@skieurope I am not saying you are wrong but why would the college board release last years exam and say you needed a 72-100 for a 5
Okay, so determining pKa with a titration curve is easy because of Henderson Hasselbach, but… How would we find pKa with given concentrations of titrant and analyte? That seems like we’d be using ICE boxes, and I thought that wasn’t in the new curriculum anymore D:… I’m a bit fuzzy on those because I haven’t done those in ages.
Im pretty sure you still need to know rice tables
Although pka=ph at half way equivelence point
Also if it says 200 ml of .2M titrant and 200ml of titrated, solve for miles of titrant, do some stoichiometry and youll find concentration of titrated
@Mathman97 Thanks for the info!
Anybody wanna work through this problem with me?
20 mL of .2M HCN is titrated with .2M NaOH. The pH at equivalence is 11.1035. What is the Ka of HCN?
@APScholar18 The score is a composite. Total was 72%; FRQ was 31/46 or 67%. Regardless, that does not mean that the curve TY will be similar, although my guess is that it will.
How much time are we going to have and how many questions are we going to have on the frq section of this test ?
Not sure if this is right bc I didnt use molarity/volume, but if ph at equivelence is 11.1035 and ph=pka at equivelence, then pka is 11.1035
Pka=-logka so ka=10^-pka
Which equals 7.88e-12
105 minutes for 7 questions (3 long/4 short)
@Mathman97 pH=pKa at half equivalence though? Henderson Hasselbach says that pH=pKa+log(base/acid), so you can only get pH=pKa when log(base/acid)=1, which is at half equivalence.
Ah yes yes give me one second didnt read correctly
20 mL of .2M HCN is titrated with .2M NaOH. The pH at equivalence is 11.1035. What is the Ka of HCN?
HCN—> H+CN
[H]*[CN]/[HCN]
10^-11.1035=7.9E-12=[H]
CN should be the same as H+
HCN is .2 minus the concentration of H+, found using the rice tables
Does the 105 minutes include a 15 minute reading period or is it separate ?
Going along with the previous post.
Because they told you what the pH is, you don’t have to worry about the hydrolytic expression.
Simply treat it like a simple weak acid pH problem.
^ There is no separate reading period @Kitsyxoxo
@tau628 Please elaborate, pl@x.
Hey does anyone know how the 1999 MC test compares with the more recent AP chem tests in terms of difficulty, topics, etc? I’m planning to use the 1999 one (on college board site) to study if it is similar enough.
Thanks!!!
The topics are different, this test will be more general, will use more charts/graphs, also no nuclear chem apparently
@Newdle
HCN + NaOH -> NaCN + H2O
CN- + H2O -> HCN + OH-
NaOH neutralizes HCN to form CN- ions. From the pH you can calculate the [OH-] and then the Kb value for HCN. Then its just Ka = Kw / Kb.

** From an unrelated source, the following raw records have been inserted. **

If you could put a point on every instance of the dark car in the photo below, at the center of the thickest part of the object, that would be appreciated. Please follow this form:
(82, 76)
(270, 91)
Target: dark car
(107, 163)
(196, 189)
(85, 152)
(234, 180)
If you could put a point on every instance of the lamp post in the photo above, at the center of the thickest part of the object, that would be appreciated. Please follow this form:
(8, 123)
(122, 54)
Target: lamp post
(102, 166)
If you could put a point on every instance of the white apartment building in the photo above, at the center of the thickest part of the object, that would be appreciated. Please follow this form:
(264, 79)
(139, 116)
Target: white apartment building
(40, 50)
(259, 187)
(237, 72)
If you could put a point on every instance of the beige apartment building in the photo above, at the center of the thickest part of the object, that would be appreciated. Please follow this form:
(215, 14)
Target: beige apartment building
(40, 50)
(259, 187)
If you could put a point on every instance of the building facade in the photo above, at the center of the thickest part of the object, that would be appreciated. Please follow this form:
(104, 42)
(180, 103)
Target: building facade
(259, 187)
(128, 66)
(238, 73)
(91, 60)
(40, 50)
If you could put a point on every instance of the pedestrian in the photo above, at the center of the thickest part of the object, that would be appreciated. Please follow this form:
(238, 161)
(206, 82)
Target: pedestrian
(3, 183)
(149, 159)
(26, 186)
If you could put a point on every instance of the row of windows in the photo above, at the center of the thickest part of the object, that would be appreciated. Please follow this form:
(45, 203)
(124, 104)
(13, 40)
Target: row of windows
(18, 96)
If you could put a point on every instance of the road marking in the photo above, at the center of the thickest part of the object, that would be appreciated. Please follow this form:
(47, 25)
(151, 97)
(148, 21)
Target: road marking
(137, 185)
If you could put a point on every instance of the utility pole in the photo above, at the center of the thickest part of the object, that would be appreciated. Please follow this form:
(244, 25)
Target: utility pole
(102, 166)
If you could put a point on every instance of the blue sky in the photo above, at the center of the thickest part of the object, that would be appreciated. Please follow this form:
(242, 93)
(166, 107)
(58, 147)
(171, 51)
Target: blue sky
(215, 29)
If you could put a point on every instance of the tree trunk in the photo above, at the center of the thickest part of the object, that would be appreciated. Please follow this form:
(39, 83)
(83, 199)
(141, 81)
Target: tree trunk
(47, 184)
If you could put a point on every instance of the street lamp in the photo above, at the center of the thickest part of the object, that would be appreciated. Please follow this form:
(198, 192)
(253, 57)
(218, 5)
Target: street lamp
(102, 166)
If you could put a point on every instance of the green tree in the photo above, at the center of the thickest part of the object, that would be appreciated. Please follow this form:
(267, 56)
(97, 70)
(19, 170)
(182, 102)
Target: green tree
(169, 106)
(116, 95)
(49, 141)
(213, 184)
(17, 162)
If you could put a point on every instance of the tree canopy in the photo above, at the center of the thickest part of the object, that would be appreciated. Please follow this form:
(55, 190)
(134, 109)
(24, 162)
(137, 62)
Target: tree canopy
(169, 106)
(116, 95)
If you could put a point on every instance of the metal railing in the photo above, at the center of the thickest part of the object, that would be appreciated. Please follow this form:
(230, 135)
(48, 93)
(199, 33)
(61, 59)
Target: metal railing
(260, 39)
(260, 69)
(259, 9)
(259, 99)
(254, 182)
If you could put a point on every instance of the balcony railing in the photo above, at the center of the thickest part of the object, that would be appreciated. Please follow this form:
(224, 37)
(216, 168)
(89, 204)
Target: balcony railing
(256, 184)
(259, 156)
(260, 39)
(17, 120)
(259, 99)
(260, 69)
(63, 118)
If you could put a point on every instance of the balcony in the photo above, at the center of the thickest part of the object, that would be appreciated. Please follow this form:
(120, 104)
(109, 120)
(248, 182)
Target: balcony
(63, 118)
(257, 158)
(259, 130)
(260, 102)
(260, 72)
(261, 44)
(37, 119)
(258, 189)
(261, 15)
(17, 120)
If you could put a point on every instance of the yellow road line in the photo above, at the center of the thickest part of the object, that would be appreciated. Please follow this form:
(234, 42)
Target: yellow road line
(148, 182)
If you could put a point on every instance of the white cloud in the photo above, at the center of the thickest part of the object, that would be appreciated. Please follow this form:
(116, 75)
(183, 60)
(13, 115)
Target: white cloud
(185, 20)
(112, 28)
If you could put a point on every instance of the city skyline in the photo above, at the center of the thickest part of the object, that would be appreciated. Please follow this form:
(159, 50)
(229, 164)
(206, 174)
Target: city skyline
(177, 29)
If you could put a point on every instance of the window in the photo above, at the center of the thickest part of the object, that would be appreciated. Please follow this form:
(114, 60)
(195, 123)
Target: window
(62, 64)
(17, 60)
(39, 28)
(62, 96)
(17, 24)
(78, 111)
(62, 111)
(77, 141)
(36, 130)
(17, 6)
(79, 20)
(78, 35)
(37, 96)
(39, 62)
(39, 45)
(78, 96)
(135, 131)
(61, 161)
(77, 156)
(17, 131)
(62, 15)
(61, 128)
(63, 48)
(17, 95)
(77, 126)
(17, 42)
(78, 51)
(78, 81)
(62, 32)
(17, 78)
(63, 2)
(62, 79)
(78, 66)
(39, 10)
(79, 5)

I got 6.13 x 10^-10 for the Ka value.
Can someone explain number 38 from the 2014 exam? I don’t understand it at all.
@taw1020 Thanks! That was a lot of work ._.
Also, would Kb=[HCN][OH-]/[CN-] ? How would you find [HCN] ? I know you can get OH- with pH and CN- because of stoichiometry with the first equation… Does [HCN]=[CN-] ? Thanks!